Viral escape in cRW9 leads to loss of recognition. (a) PBMCs from animal r95071 were tested for their ability to recognize (measured by spot-forming cells [SFC] per 10⁶ total cells; y axis) the wild-type cRW9 and the mutant peptides at a titration of peptide concentrations (x axis). Error bars represent the mean ± the SE for each peptide concentration. (b) Frequency of the cRW9 response, measured as a percentage of CD3⁺ CD8⁺ lymphocytes (right y axis, filled box symbols), from animals r98015 and r97044 was measured by staining PBMCs from various time points with Mamu-B*17 tetramers loaded with cRW9 peptide (x axis) to determine the frequency of the cRW9-specific response before, during, and after apparent escape from the cRW9 response. The virus load of the animals is included for reference (left y axis, filled triangles). (c) cRW9-specific CD8-TLs were measured for their ability to recognize Mamu-B*17⁺ target cells infected with wild-type versus mutant SIV-T6913C. Cells were infected using the magnetofection technique (reference 19). After 24 h, recognition was assayed by ICS using IFN-γ and TNF-α production. The far left panel shows the response of the cRW9-specific cell line to MHC-matched B cells pulsed with the cRW9 peptide, and the adjacent panel shows the response to the same B cells with no peptide pulse.

Figure 5.

cRW9-specific CD8-TLs effectively suppress SIV replication in Mamu-B*17⁺ target cells. Quantitative PCR of vRNA on the final day (day 7) of the assay.
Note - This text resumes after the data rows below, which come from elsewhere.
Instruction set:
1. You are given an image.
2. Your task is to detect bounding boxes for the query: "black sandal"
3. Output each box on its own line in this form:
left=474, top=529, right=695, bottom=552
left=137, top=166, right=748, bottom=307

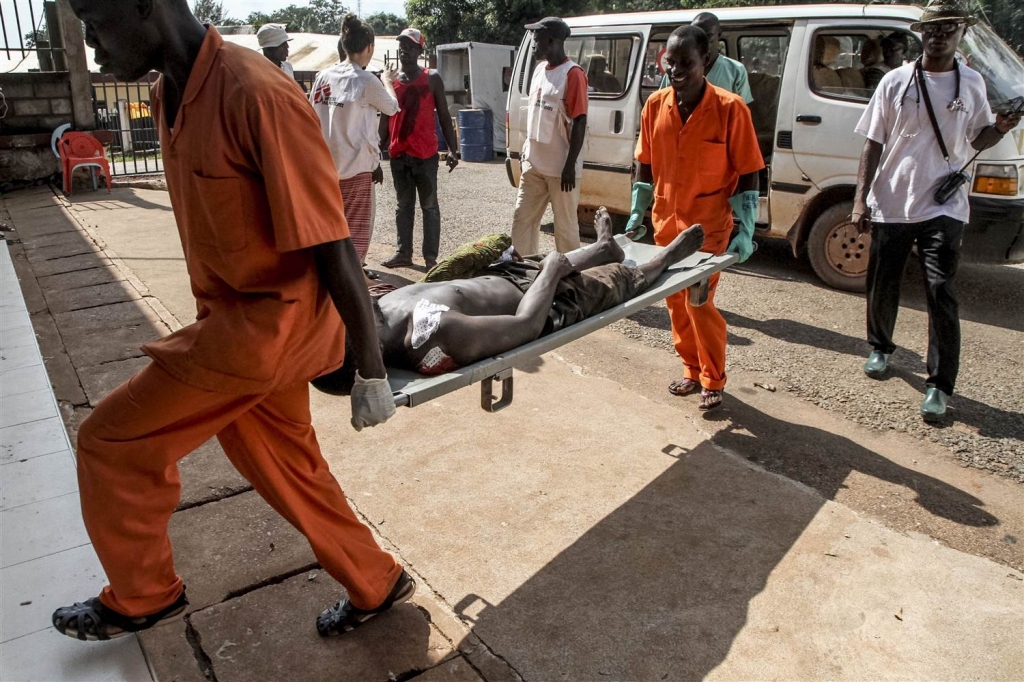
left=697, top=388, right=722, bottom=412
left=316, top=570, right=416, bottom=637
left=669, top=379, right=700, bottom=395
left=53, top=590, right=188, bottom=642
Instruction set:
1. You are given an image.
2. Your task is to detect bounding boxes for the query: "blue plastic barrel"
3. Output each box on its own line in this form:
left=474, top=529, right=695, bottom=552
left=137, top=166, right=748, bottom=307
left=459, top=109, right=495, bottom=162
left=434, top=111, right=447, bottom=152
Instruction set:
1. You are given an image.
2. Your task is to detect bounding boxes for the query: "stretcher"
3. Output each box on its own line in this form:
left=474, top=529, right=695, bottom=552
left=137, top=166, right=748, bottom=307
left=387, top=235, right=736, bottom=412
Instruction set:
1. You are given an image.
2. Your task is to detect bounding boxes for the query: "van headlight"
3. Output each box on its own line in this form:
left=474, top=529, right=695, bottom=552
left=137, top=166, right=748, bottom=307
left=974, top=164, right=1018, bottom=197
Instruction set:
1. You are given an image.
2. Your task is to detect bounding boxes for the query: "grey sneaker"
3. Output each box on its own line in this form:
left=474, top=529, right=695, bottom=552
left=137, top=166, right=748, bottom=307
left=921, top=386, right=949, bottom=423
left=864, top=350, right=889, bottom=379
left=316, top=570, right=416, bottom=637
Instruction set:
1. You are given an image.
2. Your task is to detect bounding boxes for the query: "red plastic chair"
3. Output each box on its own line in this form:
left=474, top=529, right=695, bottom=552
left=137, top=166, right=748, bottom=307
left=57, top=131, right=114, bottom=196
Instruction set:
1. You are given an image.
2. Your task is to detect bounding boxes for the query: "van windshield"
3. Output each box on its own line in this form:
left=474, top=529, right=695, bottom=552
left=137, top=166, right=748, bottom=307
left=961, top=23, right=1024, bottom=106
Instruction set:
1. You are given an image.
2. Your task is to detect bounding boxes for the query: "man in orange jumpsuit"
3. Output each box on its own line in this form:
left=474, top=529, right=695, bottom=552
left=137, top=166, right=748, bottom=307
left=627, top=26, right=764, bottom=410
left=53, top=0, right=416, bottom=640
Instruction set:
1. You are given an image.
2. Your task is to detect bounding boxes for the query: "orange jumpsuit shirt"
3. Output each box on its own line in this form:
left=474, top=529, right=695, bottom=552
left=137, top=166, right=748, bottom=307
left=142, top=28, right=348, bottom=394
left=636, top=83, right=765, bottom=246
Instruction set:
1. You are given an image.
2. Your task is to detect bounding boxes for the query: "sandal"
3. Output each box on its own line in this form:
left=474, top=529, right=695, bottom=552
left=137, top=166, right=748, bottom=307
left=316, top=570, right=416, bottom=637
left=53, top=590, right=188, bottom=642
left=697, top=388, right=722, bottom=411
left=669, top=379, right=700, bottom=395
left=381, top=253, right=413, bottom=268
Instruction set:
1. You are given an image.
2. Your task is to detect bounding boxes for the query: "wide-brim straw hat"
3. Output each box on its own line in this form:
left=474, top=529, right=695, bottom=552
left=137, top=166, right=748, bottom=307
left=910, top=0, right=978, bottom=33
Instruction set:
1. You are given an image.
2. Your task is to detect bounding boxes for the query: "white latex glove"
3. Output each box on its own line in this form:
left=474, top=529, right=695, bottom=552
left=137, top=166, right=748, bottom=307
left=351, top=372, right=394, bottom=431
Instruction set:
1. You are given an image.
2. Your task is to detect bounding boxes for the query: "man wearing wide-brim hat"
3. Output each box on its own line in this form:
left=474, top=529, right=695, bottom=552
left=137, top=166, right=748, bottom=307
left=850, top=0, right=1021, bottom=422
left=256, top=24, right=305, bottom=90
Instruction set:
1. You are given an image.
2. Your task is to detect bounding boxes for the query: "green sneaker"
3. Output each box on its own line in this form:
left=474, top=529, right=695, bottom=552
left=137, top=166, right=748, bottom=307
left=921, top=386, right=949, bottom=423
left=864, top=350, right=889, bottom=379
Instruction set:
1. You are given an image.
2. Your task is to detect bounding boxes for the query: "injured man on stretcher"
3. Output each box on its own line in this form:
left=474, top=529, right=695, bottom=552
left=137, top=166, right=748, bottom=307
left=314, top=208, right=703, bottom=382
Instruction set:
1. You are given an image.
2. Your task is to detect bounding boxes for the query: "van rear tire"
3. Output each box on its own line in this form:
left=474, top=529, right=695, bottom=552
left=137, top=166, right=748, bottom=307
left=577, top=206, right=630, bottom=240
left=807, top=202, right=871, bottom=293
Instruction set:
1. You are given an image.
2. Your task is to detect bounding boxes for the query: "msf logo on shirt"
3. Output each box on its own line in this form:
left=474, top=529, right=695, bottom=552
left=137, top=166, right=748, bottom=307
left=312, top=82, right=344, bottom=106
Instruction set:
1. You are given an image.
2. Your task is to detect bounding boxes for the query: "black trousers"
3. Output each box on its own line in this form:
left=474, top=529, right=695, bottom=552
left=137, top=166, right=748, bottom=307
left=867, top=216, right=964, bottom=395
left=391, top=154, right=441, bottom=260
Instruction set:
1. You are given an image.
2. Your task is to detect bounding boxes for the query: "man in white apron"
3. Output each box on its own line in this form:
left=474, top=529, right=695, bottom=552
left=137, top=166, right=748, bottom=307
left=512, top=16, right=587, bottom=254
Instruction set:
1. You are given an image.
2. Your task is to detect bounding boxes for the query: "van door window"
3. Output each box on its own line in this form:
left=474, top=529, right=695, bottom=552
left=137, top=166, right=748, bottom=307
left=809, top=28, right=921, bottom=101
left=736, top=34, right=790, bottom=163
left=525, top=35, right=640, bottom=99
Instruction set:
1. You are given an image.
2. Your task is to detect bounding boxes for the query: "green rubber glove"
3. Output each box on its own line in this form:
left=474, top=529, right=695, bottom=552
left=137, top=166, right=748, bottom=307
left=725, top=189, right=760, bottom=263
left=626, top=182, right=654, bottom=242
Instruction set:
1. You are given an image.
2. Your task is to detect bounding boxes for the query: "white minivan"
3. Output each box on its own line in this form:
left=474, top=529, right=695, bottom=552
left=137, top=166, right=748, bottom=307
left=505, top=4, right=1024, bottom=291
The ability of a cRW9-specific cell line derived from animal r95071 to suppress wild-type or SIV-T6913C replication in target cells that were either Mamu-B*17⁺ or Mamu-B*17⁻ was measured. (a) The data is represented as fold-reduction between the wells with no CD8-TLs added (no CTL) and those with an E/T ratio of 1:20 (+CTL). (b) The same data as in panel a but represented as the total vRNA copies/ml supernatant on day 7 of the assay. Error bars represent the mean ± the SE for each measurement.